This month marks the 65th anniversary of Brown vs. Board of Education, the landmark U.S. Supreme Court decision that struck down racially segregated schools. Justices rightly ruled that "separate but equal'' schools operated in violation of the 14th Amendment. Therefore schools for whites only or blacks only were unconstitutional because separate at that time was inherently unequal.

The ruling was historic; it marked the beginning of an era of intentional efforts (some court-ordered) to diversify classrooms and offer equal educational opportunities to black children. What's more, when Brown was decided unanimously in 1954 by a court led by Chief Justice Earl Warren, it laid the foundation for many anti-discrimination laws and rulings, in the areas of human, civil and voting rights as well as housing, employment and gender fairness.

Yet during recent decades, America's schools have been resegregating, as a recent UCLA Civil Rights Project study documents. Researchers found that the percentage of intensely segregated schools, defined as those where less than 10% of the student body is white, tripled between 1988 and 2016, from 6% to 18% of all schools.

In "a heightened period of racial conflict in our public life," the report warns, deepening school segregation by race and class "are very high-stakes trends threatening the future."

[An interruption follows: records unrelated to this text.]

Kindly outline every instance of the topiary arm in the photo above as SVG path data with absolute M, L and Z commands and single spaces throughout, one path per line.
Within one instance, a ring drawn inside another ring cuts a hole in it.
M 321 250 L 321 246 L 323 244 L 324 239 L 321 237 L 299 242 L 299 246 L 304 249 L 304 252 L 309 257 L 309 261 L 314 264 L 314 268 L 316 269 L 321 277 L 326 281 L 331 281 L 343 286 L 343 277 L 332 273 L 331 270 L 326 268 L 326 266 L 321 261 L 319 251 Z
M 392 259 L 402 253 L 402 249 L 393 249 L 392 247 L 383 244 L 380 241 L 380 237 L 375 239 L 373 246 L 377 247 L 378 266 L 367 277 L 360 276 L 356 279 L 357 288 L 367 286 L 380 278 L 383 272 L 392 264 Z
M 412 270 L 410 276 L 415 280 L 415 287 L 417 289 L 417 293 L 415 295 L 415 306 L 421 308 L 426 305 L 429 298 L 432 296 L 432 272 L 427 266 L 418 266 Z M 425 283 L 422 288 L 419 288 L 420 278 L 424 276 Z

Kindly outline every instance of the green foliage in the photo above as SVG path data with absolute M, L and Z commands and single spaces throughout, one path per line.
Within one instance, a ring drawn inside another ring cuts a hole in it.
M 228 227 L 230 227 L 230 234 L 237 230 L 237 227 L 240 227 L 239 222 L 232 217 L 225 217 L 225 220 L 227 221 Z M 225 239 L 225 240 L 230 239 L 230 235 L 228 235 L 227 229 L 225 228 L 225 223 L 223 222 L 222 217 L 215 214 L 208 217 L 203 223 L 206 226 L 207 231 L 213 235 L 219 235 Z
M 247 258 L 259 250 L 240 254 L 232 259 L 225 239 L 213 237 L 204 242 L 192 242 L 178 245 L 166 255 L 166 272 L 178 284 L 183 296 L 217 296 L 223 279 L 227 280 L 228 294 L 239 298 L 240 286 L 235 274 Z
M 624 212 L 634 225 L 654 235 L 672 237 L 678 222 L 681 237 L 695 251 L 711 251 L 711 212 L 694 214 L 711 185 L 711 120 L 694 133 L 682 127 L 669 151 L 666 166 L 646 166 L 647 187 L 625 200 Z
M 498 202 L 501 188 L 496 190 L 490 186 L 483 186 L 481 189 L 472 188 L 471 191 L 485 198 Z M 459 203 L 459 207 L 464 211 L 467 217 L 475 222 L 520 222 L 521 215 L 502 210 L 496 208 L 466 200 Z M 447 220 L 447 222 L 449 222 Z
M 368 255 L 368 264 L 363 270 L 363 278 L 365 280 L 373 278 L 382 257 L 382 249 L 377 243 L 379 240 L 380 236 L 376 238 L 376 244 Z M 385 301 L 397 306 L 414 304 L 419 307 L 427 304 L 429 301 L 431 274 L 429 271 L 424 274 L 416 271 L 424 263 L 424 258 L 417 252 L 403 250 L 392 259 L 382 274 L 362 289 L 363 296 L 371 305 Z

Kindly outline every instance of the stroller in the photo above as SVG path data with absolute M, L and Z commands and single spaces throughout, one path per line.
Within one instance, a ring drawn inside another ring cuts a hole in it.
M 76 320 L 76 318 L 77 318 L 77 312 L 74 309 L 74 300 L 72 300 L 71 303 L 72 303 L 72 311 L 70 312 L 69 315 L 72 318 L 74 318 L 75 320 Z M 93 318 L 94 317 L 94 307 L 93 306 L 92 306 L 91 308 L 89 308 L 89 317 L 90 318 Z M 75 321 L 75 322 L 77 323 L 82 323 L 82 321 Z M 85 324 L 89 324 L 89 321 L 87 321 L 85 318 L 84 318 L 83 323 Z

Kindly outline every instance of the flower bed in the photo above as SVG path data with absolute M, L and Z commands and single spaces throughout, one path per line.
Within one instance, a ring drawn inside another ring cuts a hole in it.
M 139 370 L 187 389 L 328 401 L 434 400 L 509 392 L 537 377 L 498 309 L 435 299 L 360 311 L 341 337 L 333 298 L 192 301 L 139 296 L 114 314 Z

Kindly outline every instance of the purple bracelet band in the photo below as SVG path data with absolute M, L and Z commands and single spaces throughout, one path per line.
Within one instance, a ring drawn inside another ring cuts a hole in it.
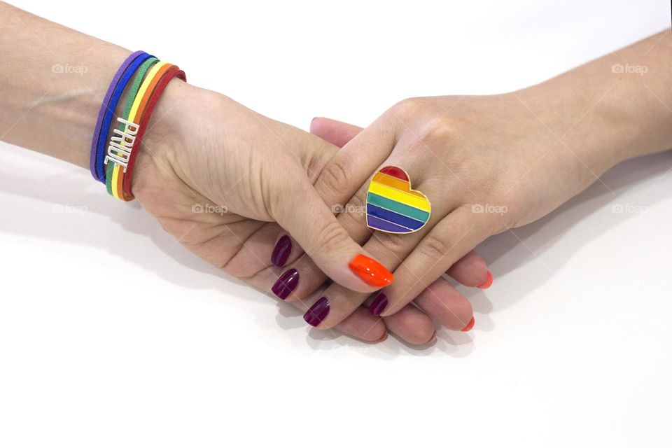
M 110 99 L 112 97 L 112 92 L 114 92 L 114 89 L 119 83 L 120 78 L 121 78 L 122 76 L 124 74 L 124 72 L 126 71 L 126 69 L 128 68 L 128 66 L 130 65 L 138 56 L 144 54 L 144 52 L 145 52 L 144 51 L 136 51 L 126 58 L 126 60 L 124 61 L 123 64 L 121 64 L 121 66 L 119 67 L 119 69 L 117 70 L 117 73 L 115 74 L 114 78 L 112 78 L 112 81 L 110 83 L 109 87 L 107 88 L 107 93 L 105 94 L 105 97 L 103 98 L 103 104 L 100 106 L 100 111 L 98 113 L 98 120 L 96 121 L 96 127 L 93 131 L 93 141 L 91 143 L 91 158 L 90 162 L 90 168 L 91 169 L 91 174 L 97 181 L 99 181 L 100 178 L 98 177 L 98 174 L 96 173 L 96 150 L 98 147 L 98 140 L 100 138 L 100 128 L 102 125 L 103 117 L 105 115 L 105 111 L 107 111 L 108 108 L 109 107 Z

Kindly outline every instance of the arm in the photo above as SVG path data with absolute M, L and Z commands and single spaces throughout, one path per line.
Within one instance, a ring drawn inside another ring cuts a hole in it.
M 417 232 L 377 232 L 364 245 L 395 273 L 394 284 L 383 290 L 382 314 L 388 316 L 431 290 L 489 236 L 546 215 L 622 160 L 670 148 L 667 31 L 521 91 L 400 102 L 323 171 L 342 175 L 321 176 L 315 186 L 327 201 L 335 192 L 349 194 L 346 208 L 357 207 L 366 202 L 371 173 L 393 165 L 408 172 L 412 188 L 431 202 L 429 221 Z M 363 216 L 340 219 L 356 239 L 368 230 Z M 323 294 L 333 304 L 320 328 L 337 323 L 367 299 L 338 285 Z M 467 323 L 464 310 L 470 307 L 464 298 L 454 296 L 449 308 Z

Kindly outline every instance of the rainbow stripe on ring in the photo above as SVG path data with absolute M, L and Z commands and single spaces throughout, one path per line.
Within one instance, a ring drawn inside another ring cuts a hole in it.
M 412 233 L 422 228 L 432 214 L 423 193 L 411 188 L 408 174 L 385 167 L 373 176 L 366 194 L 366 225 L 387 233 Z

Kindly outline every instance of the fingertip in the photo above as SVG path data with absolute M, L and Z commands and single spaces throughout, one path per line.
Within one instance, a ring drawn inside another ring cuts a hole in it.
M 462 331 L 462 332 L 467 332 L 468 331 L 469 331 L 470 330 L 471 330 L 472 328 L 474 328 L 474 325 L 475 325 L 475 323 L 476 323 L 476 319 L 474 318 L 474 316 L 471 316 L 471 320 L 469 321 L 469 323 L 468 323 L 468 324 L 464 327 L 464 328 L 462 328 L 462 330 L 461 330 L 460 331 Z
M 493 281 L 492 272 L 491 272 L 490 271 L 488 271 L 488 273 L 485 277 L 485 281 L 484 281 L 482 284 L 479 285 L 478 286 L 478 288 L 487 289 L 488 288 L 490 288 L 490 286 L 492 286 L 492 281 Z

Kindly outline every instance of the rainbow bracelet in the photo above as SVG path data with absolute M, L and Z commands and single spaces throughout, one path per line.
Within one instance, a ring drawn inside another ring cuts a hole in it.
M 175 77 L 186 81 L 184 72 L 177 66 L 144 52 L 136 52 L 126 59 L 112 79 L 94 132 L 91 173 L 106 184 L 108 192 L 114 197 L 125 201 L 133 199 L 131 178 L 142 136 L 161 93 Z M 124 111 L 116 119 L 119 125 L 112 127 L 108 136 L 112 115 L 131 78 L 133 83 L 128 89 Z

That warning is based on research that shows nonwhite and low-income students who attend integrated schools perform better academically and earn higher incomes — when (as Brown called for years ago) they have equal access to education under the law.

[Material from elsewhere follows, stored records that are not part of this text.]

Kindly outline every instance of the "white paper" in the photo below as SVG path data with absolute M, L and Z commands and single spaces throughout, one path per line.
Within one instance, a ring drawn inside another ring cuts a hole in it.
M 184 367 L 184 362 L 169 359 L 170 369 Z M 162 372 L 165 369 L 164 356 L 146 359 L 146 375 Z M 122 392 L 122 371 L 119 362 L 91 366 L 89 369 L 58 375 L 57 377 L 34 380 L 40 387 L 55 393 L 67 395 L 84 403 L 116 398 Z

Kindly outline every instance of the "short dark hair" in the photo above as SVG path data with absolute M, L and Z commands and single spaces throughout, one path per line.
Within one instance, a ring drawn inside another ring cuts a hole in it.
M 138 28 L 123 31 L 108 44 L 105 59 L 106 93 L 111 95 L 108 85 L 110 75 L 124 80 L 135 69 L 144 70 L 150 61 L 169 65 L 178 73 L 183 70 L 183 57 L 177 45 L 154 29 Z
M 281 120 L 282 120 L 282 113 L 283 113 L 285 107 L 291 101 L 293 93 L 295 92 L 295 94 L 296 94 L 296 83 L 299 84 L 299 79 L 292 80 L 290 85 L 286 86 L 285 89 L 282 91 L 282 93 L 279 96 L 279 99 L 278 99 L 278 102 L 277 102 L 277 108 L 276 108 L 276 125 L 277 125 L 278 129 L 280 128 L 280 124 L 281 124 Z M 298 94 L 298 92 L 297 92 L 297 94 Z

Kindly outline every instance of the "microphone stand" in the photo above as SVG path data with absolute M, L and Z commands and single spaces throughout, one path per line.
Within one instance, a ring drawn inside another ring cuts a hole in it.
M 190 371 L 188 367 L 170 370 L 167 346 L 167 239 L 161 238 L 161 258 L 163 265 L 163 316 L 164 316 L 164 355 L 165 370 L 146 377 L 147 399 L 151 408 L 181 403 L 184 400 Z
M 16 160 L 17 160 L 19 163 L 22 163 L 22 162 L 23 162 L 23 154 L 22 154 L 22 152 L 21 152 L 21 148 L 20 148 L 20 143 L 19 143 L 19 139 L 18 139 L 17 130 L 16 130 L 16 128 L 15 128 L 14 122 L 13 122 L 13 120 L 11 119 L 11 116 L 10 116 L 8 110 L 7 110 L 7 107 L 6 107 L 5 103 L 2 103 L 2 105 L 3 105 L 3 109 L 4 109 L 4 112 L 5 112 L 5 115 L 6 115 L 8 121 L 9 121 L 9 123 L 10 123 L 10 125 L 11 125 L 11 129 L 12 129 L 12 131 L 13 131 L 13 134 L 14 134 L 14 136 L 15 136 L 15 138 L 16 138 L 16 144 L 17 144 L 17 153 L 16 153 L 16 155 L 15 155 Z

Even though the court said in 1954 that action should be taken "with all deliberate speed,'' here we are, decades later, still seeking educational equality. Only now the problem is framed as an achievement or opportunity gap. Despite considerable progress since the 1950s, racial disparities today still have some connection to unequal treatment — not only in education but in housing, health care and other areas of life.

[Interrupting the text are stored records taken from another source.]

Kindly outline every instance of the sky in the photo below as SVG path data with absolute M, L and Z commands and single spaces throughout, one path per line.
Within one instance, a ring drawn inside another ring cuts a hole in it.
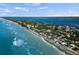
M 79 3 L 0 3 L 1 16 L 79 16 Z

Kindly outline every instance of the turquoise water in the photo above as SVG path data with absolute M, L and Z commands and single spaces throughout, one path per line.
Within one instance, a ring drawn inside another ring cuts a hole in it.
M 0 18 L 1 55 L 59 55 L 58 49 L 20 25 Z

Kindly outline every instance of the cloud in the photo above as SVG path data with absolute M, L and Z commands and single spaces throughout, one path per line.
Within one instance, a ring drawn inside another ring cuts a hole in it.
M 32 3 L 33 6 L 40 6 L 41 3 Z
M 39 9 L 48 9 L 48 7 L 44 6 L 44 7 L 40 7 Z
M 28 8 L 24 8 L 24 7 L 15 7 L 16 10 L 21 10 L 21 11 L 29 11 Z
M 9 13 L 11 12 L 9 9 L 0 9 L 0 13 Z

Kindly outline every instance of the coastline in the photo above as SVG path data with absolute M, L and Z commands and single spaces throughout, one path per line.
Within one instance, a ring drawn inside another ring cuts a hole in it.
M 40 38 L 41 38 L 46 44 L 48 44 L 48 45 L 50 45 L 51 47 L 53 47 L 53 48 L 57 49 L 58 51 L 60 51 L 60 52 L 61 52 L 61 55 L 66 55 L 66 53 L 64 53 L 63 51 L 61 51 L 60 49 L 58 49 L 57 46 L 55 46 L 54 44 L 52 44 L 52 43 L 50 43 L 49 41 L 47 41 L 48 39 L 45 38 L 44 36 L 40 35 L 39 33 L 35 32 L 35 31 L 31 30 L 31 29 L 28 29 L 28 30 L 29 30 L 30 32 L 32 32 L 34 35 L 40 36 Z M 46 40 L 46 39 L 47 39 L 47 40 Z
M 12 21 L 11 21 L 11 22 L 12 22 Z M 16 23 L 16 22 L 15 22 L 15 23 Z M 16 23 L 16 24 L 17 24 L 17 23 Z M 20 24 L 19 24 L 19 25 L 20 25 Z M 48 39 L 47 37 L 45 37 L 45 36 L 39 34 L 39 33 L 36 32 L 36 31 L 33 31 L 33 30 L 29 29 L 29 28 L 26 28 L 25 26 L 21 26 L 21 27 L 24 27 L 25 29 L 31 31 L 33 34 L 40 36 L 44 42 L 46 42 L 47 44 L 50 44 L 52 47 L 54 47 L 54 48 L 58 49 L 59 51 L 61 51 L 61 52 L 63 53 L 63 55 L 64 55 L 64 54 L 65 54 L 65 55 L 78 55 L 78 53 L 76 53 L 76 52 L 74 52 L 74 51 L 72 51 L 72 50 L 70 50 L 70 49 L 67 49 L 67 48 L 65 48 L 64 46 L 61 46 L 60 44 L 57 44 L 54 40 L 50 40 L 50 39 Z
M 56 44 L 54 42 L 54 40 L 50 40 L 50 39 L 48 40 L 48 38 L 40 35 L 39 33 L 35 32 L 35 31 L 31 30 L 31 29 L 28 29 L 28 30 L 31 31 L 35 35 L 39 35 L 44 42 L 46 42 L 47 44 L 51 45 L 55 49 L 58 49 L 62 53 L 62 55 L 75 55 L 75 54 L 78 55 L 77 53 L 75 53 L 73 51 L 70 51 L 70 50 L 64 48 L 63 46 Z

Since both the educational landscape and population have changed, promoting equity may not now be limited to the important value of integration. Schools and communities must employ a variety of strategies to narrow stubborn disparities between racial groups — especially those between whites and blacks, Hispanics and American Indians.

That's a way to honor the legacy of Brown — keep working for its core principles of justice and equality.